The last section of Quammen’s writing from the 80s, Eloquent Practices, Natural Acts, has longer narrative pieces. Quammen’s anger and frustration are palpable when he shares an eyewitness account of the cataclysmic effects of introducing alien species into natural habitats. However, the masterpiece is, easily, Yin and Yang in the Tularosa Basin. It has beautiful imagery of a landscape slowly shapeshifting over millions of years. Against this backdrop, Quammen speaks about nuclear testing, ancient rock carvings, and a fragile desert ecosystem.

The book ends with After Thoughts, a collection of long meandering essays, which appear baffling at times but leave you with a well-rounded flavour. In these later essays, one sees a deeper, sustained, and sometimes sombre engagement with the subject. For example, in Planet of the Weeds, he takes a long look at life and death through evolutionary time, imagining what the aftermath of the current extinction crisis may look like. In the adventure of The Megatransect, Quammen walks with a temperamental researcher cutting across Central Africa to record a snapshot of biodiversity that may soon disappear.

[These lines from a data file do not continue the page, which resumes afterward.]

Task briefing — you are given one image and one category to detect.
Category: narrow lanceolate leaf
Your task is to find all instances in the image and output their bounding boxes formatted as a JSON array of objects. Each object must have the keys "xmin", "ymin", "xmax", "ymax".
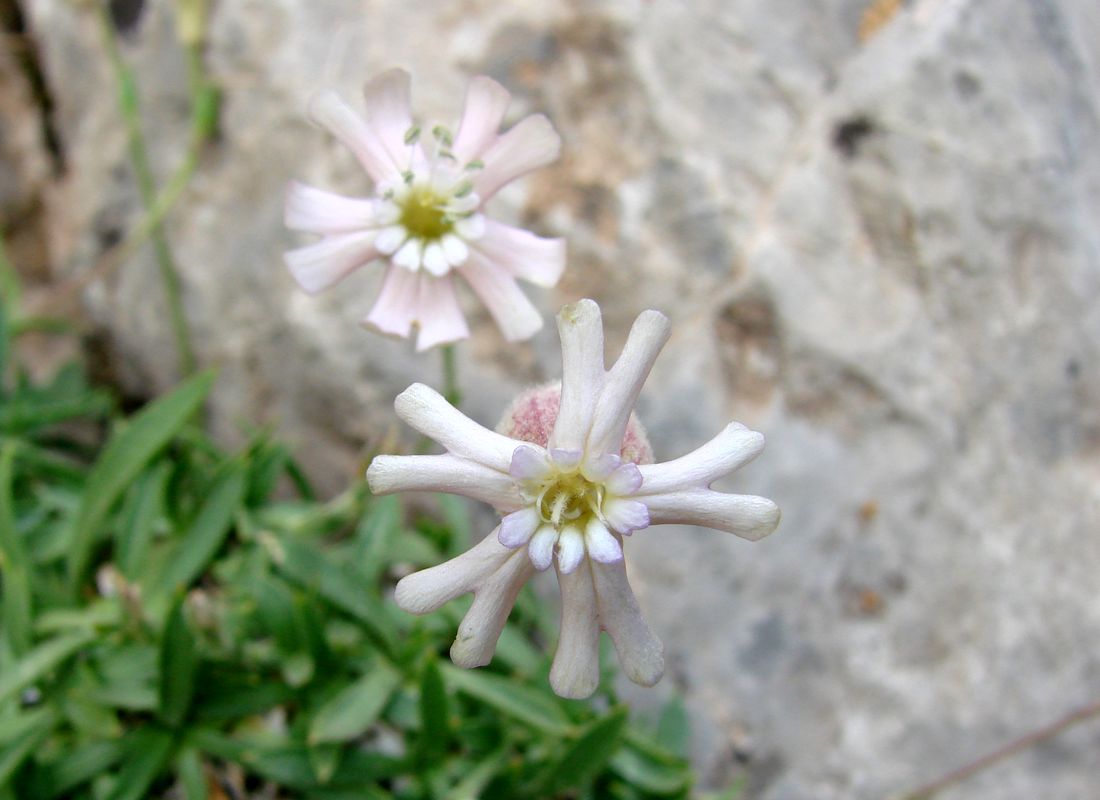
[
  {"xmin": 442, "ymin": 664, "xmax": 571, "ymax": 736},
  {"xmin": 547, "ymin": 709, "xmax": 627, "ymax": 796},
  {"xmin": 67, "ymin": 372, "xmax": 215, "ymax": 593},
  {"xmin": 0, "ymin": 442, "xmax": 34, "ymax": 656},
  {"xmin": 418, "ymin": 659, "xmax": 451, "ymax": 764},
  {"xmin": 309, "ymin": 660, "xmax": 402, "ymax": 745},
  {"xmin": 114, "ymin": 462, "xmax": 172, "ymax": 581},
  {"xmin": 107, "ymin": 727, "xmax": 173, "ymax": 800},
  {"xmin": 158, "ymin": 595, "xmax": 199, "ymax": 726},
  {"xmin": 156, "ymin": 461, "xmax": 245, "ymax": 591},
  {"xmin": 0, "ymin": 631, "xmax": 95, "ymax": 702}
]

What stands out to me, as an ecologist, is how on point Quammen is about emerging themes of research; prophetic even. “Maybe you haven’t heard much about invasive species, but in the coming years you will,” he says in an essay from the nineties. “There is a notable absence of gorillas in the Minkébé forest. Elephants are abundant; duikers and monkeys and pigs, abundant. But the gorillas are missing. He suspects they were wiped out by Ebola,” writes Quammen, fifteen years before the deadly Ebola outbreak.

While it is easy to slide into sermonising when speaking of science, Quammen’s writing is unguarded and free of academic trappings. “You don’t have to be a cop or burglar to cover the crime stories down at the courthouse, and you don’t have to be a biologist to write about biology. My lack of formal scientific training may even have been an advantage in some ways, leaving me with a fresh eye and an ingenious ignorance,” he says.

Quammen’s writing is an amalgamation of science, travel, observation and commentary that is clever, profound, heartwarming, and frequently makes you laugh out loud. His style of swashbuckler meets scientist makes for enormously entertaining reading.